All this is, of course, fine and dandy but blindly applying formulas is not needed in this simple case; just visualization!

  • For any fixed $x_0 \in [-1,1]$, the cross-section $f_{X,Y}(x_0, y)$ is a rectangle whose base extends from $y=-2$ to $y = +2$. Similarly, for any fixed $x_0 \in (1,2]$, the cross-section $f_{X,Y}(x_0, y)$ is a rectangle whose base extends fron $y=-1$ to $y=+1$. Hence,

For each $x_0 \in [-1,1]$, the conditional distribution of $Y$ given that $X = x_0$ is $U[-2,2]$.
For each $x_0 \in (1,2]$, the conditional distribution of $Y$ given that $X = x_0$ is $U[-1,1]$.

Note that we didn't really need to explicitly compute the value of $f_X(x_0)$ in order to determine the conditional density of $Y$.

The conditional mean of $Y$ given $X = x_0$ is trivial to obtain.
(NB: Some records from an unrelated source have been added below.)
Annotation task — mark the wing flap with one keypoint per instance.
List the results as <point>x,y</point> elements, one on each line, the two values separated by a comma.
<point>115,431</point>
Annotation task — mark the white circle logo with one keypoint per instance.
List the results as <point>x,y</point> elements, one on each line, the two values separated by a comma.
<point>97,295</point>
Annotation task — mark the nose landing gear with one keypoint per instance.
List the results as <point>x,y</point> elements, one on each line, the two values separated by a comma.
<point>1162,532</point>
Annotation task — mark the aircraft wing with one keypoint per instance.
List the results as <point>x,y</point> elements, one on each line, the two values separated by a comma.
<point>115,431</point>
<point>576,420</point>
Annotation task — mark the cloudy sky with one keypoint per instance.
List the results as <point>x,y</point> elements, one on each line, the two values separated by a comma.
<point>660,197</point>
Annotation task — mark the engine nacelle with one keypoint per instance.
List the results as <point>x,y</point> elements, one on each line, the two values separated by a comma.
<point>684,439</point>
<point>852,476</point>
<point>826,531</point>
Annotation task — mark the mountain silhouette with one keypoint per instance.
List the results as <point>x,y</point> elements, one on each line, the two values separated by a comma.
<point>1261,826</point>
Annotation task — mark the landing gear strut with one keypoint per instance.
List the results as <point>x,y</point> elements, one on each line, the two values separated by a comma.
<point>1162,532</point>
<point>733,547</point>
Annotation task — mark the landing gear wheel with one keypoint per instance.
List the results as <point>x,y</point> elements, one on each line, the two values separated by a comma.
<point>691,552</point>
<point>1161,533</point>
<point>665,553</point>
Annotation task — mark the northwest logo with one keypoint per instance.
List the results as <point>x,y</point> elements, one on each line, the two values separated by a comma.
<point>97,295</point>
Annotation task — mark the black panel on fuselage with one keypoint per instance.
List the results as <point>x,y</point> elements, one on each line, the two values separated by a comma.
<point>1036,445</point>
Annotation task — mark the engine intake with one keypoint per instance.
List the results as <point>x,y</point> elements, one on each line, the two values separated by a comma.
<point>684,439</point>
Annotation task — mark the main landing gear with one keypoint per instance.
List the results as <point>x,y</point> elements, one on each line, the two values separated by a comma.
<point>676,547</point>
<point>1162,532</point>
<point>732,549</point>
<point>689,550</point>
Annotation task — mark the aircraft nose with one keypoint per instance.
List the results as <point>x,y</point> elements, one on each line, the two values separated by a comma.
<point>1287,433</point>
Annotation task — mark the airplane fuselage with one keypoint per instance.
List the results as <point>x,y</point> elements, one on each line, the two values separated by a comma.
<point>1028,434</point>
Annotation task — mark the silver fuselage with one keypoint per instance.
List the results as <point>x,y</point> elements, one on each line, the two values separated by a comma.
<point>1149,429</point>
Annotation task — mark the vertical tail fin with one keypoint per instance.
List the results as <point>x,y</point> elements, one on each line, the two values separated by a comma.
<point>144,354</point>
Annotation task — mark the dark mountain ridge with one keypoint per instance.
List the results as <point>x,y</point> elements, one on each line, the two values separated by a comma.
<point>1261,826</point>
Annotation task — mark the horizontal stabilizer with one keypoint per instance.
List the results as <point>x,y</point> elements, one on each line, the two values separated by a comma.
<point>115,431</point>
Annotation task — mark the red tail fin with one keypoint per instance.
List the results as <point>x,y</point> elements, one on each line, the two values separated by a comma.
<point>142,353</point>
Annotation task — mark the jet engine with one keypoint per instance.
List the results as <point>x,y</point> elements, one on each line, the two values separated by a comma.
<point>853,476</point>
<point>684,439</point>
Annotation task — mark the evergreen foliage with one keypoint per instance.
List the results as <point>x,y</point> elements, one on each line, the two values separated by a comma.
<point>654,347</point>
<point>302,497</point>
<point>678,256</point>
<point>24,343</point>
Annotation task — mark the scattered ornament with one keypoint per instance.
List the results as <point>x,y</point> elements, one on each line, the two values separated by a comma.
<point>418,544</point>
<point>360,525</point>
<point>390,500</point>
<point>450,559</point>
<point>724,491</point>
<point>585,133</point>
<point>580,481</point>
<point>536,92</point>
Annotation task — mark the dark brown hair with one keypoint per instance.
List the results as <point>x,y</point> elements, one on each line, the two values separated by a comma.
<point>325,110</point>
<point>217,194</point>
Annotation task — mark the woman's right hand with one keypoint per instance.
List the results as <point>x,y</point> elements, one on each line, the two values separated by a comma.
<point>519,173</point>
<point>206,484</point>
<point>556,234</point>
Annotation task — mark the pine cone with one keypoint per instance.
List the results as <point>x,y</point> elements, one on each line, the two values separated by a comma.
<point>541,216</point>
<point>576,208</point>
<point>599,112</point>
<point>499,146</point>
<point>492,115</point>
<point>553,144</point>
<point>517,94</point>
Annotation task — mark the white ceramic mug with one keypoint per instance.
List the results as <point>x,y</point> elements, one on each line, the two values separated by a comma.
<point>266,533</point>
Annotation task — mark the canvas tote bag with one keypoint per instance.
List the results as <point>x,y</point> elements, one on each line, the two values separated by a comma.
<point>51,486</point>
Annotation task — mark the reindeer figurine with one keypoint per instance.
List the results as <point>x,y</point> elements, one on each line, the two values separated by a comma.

We have

For each $x_0 \in [-1,2]$, $E[Y\mid X = x_0] = 0$.

The conditional variance of $Y$ given $X=X_0$ is also easy to write down if one remembers the formula $(b-a)^2/12$ or, if not, since $E[Y \mid X = x_0] = 0$, it is easy to compute $\operatorname{var}(Y\mid X = x_0) = E[Y^2\mid X = x_0]$.

For each $x_0 \in [-1,1]$, $\displaystyle \operatorname{var}(Y\mid X = x_0) = \frac{4^2}{12} = \frac 43$.
For each $x_0 \in (1,2]$, $\displaystyle\operatorname{var}(Y\mid X = x_0) = \frac{2^2}{12} = \frac 13$.